The agreement was finalized Nov. 26 and announced Monday at the annual Defense Manufacturing Conference in Phoenix, Ariz. 

“The new [cooperative agreement] certainly signifies a high level of confidence by AFRL in America Makes, our collaborations, and the additive R&D projects whose outcomes are beginning to make real industry impact, especially for the defense industry and its supply chain,” said Wilczynski. “Much of this success is directly related to what I believe is our biggest accomplishment to date and that’s overcoming the direct business competitiveness among our membership community. The intellectual property policy that we established as part of the membership agreement into the Institute to share IP has been vital to what our membership community has been able to accomplish together.”

Under the terms of the new agreement, America Makes will continue its public-private model. Roadmaps for the organization have pinpointed the materials, design, education, additive manufacturing community and ecosystem spaces as important focus areas, as well as expansion of the America Makes satellite system.

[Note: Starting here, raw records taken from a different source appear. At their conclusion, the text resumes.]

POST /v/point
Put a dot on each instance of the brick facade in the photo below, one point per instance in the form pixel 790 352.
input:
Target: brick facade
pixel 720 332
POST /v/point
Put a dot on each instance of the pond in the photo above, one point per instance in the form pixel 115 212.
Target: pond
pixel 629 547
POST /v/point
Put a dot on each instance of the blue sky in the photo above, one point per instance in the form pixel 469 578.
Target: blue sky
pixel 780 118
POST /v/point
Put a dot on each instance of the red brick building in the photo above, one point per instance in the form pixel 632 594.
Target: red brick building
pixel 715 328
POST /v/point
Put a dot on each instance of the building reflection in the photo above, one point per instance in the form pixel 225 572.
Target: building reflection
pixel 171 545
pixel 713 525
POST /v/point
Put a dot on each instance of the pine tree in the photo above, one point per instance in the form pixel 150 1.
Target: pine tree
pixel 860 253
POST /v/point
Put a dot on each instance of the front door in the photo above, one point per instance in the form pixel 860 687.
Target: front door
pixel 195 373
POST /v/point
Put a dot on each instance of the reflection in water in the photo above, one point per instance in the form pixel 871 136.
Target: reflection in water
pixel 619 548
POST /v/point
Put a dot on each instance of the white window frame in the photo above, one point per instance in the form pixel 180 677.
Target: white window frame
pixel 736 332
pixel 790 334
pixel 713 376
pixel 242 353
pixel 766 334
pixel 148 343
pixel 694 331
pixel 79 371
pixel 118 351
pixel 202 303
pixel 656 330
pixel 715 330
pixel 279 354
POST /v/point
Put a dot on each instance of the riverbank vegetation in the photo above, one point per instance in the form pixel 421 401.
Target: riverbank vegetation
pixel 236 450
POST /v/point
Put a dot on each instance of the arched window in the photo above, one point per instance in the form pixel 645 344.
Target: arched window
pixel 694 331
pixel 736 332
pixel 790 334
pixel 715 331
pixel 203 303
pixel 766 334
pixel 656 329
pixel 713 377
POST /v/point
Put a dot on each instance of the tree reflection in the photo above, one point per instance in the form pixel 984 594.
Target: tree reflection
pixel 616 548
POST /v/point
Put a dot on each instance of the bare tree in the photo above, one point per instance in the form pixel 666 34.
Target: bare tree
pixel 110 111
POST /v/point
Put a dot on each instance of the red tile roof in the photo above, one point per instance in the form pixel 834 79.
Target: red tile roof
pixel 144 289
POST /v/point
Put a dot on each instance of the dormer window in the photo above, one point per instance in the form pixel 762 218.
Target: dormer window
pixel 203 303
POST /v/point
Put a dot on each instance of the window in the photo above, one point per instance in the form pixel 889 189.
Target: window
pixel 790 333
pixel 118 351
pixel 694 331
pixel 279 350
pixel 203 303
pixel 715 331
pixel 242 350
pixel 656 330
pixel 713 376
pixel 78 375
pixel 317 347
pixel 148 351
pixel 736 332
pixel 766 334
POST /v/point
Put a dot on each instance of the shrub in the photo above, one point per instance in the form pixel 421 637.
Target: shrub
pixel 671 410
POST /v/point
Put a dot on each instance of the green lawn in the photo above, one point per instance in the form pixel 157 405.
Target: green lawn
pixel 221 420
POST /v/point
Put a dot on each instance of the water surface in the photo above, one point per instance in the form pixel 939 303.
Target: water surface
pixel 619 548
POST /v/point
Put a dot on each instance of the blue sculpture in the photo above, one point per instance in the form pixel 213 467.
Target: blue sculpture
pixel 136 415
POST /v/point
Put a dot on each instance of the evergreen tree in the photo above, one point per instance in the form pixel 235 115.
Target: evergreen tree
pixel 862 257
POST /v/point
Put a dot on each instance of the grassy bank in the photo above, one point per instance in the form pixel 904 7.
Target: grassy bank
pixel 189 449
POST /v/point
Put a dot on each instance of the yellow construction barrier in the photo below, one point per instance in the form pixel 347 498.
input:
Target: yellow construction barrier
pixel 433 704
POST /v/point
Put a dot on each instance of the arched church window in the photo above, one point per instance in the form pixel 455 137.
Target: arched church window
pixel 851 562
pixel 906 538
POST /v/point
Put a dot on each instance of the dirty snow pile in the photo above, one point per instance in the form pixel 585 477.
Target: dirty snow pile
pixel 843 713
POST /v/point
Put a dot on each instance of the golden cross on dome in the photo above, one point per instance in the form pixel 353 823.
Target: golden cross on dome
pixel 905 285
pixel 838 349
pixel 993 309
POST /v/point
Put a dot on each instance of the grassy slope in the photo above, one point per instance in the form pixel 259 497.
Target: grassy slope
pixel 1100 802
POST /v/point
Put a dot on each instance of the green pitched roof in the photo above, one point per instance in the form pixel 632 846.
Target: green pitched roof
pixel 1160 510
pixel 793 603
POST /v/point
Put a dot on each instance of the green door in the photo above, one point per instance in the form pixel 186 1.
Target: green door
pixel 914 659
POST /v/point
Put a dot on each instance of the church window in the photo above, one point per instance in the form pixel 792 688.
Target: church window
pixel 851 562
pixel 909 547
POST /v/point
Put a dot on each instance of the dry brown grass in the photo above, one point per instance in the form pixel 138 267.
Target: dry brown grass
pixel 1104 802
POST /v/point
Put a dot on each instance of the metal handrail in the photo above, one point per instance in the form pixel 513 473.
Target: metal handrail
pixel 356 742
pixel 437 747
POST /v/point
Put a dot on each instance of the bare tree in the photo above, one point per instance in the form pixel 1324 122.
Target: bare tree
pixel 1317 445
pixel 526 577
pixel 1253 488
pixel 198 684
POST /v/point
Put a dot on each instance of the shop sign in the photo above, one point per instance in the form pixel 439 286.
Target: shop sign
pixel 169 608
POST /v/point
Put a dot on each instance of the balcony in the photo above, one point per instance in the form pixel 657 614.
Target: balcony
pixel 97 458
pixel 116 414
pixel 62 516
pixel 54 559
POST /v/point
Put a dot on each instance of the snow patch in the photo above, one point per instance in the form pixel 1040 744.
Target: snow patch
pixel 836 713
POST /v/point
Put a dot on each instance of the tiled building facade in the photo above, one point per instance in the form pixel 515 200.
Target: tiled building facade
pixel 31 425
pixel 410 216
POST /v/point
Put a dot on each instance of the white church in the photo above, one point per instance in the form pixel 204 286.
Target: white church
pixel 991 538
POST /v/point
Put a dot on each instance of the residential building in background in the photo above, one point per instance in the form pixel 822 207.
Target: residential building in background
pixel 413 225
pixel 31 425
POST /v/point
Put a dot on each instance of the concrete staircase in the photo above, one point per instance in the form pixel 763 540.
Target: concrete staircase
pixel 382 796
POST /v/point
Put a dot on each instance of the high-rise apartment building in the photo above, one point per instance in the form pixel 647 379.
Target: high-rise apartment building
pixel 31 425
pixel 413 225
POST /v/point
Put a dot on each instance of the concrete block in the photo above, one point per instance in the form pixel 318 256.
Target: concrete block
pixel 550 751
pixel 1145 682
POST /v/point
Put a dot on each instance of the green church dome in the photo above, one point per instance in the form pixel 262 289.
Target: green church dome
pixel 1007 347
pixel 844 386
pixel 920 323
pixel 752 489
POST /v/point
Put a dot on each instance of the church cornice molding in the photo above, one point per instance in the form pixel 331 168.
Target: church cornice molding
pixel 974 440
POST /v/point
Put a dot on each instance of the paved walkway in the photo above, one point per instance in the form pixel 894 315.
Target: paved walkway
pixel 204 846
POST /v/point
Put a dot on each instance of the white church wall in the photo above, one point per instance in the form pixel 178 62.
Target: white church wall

“Working with our membership community, we’ve spent an inordinate amount of time dedicated to road-mapping the technology and workforce needs of the industry,” Wilczynski said. “As a result, we are acutely aware of what steps in what focus areas we need to take in order to best address and resolve these needs. This focused coordination with our membership has been instrumental in the catalyzing results that we are seeing from our R&D projects and education initiatives that are now beginning to significantly impact industry.”

Founded in 2012 and based in downtown Youngstown, America Makes was the first of eight Manufacturing Innovation sites established and managed by the Department of Defense.

America Makes manages a portfolio of more than $215 million in public and private funds to advance additive manufacturing. With the new cooperative agreement, that figure will surpass $500 million within the next seven years, said Dean Bartles, president and CEO of the National Center for Defense Manufacturing and Machining.

“Our journey has been tremendously successful. We’ve achieved much success working with the America Makes membership community to innovate and accelerate additive technologies to increase our nation’s global manufacturing competitiveness,” he said. “We paved the way for subsequent Institutes to follow within the Manufacturing Innovation Institute network as an effective and sustainable example of the public-private partnership model. The award of our third cooperative agreement with AFRL is an undeniable testament to what we’ve accomplished and the promise of what we have yet to attain.”